For I am already being poured out like a drink offering, and the time for my departure is near. I have fought the good fight, I have finished the race, I have kept the faith. Now there is in store for me the crown of righteousness, which the Lord, the righteous Judge, will award to me on that day—and not only to me, but also to all who have longed for his appearing.
Yes, there is rest, with the paradoxical exhortation (or command) to make every effort to enter into it (Hebrews 4:11). Talking about the Sabbath rest in Christ in whom our salvation completely lies.
But in this life we have to engage both in terms of our own faith and faithfulness coming from that, and in terms of the faith itself. Effort is required. It’s not just a matter of entering into and settling in the rest.
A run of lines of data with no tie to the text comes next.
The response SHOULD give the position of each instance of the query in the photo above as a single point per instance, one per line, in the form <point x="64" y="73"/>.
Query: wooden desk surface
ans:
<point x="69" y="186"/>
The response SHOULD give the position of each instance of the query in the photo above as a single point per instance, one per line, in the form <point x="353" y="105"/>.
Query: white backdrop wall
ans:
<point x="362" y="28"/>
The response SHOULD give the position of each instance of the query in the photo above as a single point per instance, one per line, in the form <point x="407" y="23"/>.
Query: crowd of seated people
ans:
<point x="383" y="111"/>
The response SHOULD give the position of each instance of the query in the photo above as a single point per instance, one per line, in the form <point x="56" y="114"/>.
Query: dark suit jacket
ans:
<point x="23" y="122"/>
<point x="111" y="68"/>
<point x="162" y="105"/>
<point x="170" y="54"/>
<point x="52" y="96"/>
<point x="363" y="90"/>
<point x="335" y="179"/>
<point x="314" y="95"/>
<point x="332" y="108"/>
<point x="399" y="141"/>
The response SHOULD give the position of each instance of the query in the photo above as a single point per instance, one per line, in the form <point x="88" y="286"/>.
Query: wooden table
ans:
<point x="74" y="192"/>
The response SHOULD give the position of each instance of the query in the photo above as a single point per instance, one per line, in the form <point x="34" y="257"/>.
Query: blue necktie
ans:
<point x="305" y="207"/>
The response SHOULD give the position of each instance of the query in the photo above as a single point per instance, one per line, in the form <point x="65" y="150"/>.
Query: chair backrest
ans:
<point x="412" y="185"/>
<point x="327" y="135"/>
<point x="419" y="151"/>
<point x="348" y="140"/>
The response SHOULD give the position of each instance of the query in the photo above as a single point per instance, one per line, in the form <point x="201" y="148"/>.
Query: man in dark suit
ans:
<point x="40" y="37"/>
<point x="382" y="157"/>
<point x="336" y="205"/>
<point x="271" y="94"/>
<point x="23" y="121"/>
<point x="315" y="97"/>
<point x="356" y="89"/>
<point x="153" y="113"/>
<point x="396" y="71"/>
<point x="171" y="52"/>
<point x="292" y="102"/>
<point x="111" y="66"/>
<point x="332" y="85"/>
To remain in the rest, again paradoxically, requires effort.
The Apostle Paul considered his life in Christ, amounting both to the general call for all, and the specific call he received from Christ to lead him into nothing less than a fight, “the good fight of faith,” which he instructed others to engage in, as well (1 Timothy 6:12).
It seems like the nature of things, even of God’s grace in us, that everything is gained from being hard fought. Maybe I’m missing it somehow, but in my own life I have to stay on my toes, and be ready for difficulty and trouble in terms of the world, the flesh and the devil. This seems to be the nature of things in this life.
Recently I joked at work that when I expect something to be easy, it ends up being hard, but when I expect something to be hard, it end up being easy, not so hard at all. In significant part, though not entirely, that is psychological. This is much more than that. It is important to know what we’re in for, so that we can be good for the long haul, and grow through it all.
One tricky part of this is to mistakenly get our focus on ourselves and our own effort. Instead the effort required is to get our focus off of ourselves and our effort, or whatever we might imagine commends us, and get our focus onto Jesus. We do that through being in the word and prayer, and in the fellowship and communion of the church, so as to live in an interactive relationship with God, which results in an interactive relationship with each other in Jesus.
I wish we could arrive in this life to some sort of place where we would live in a grace which carries us through the day in God’s love in Jesus, submerged and overwhelmed and living out of that love. Yes, we get some signficant tastes of that in this life, to be sure. And there are those times which seem to be a bit of the foretaste of Heaven, in which we find a rest and peace and along with that a deep settled joy, not of this world. But somehow, usually too soon that experience dissipates, or we run into the hard realities of this life.
The blessing in the troubles and trials, yes- even in our worry is that we’re pressed to get back to the basics of our faith, and to seriously practice them.
We want to become much better in all of this as time goes on, but we’re never relieved from the call to press on in battle, a spiritual battle no less, not just for ourselves, but for others. But yes, for ourselves, as well. Following Paul’s example, as he followed Christ.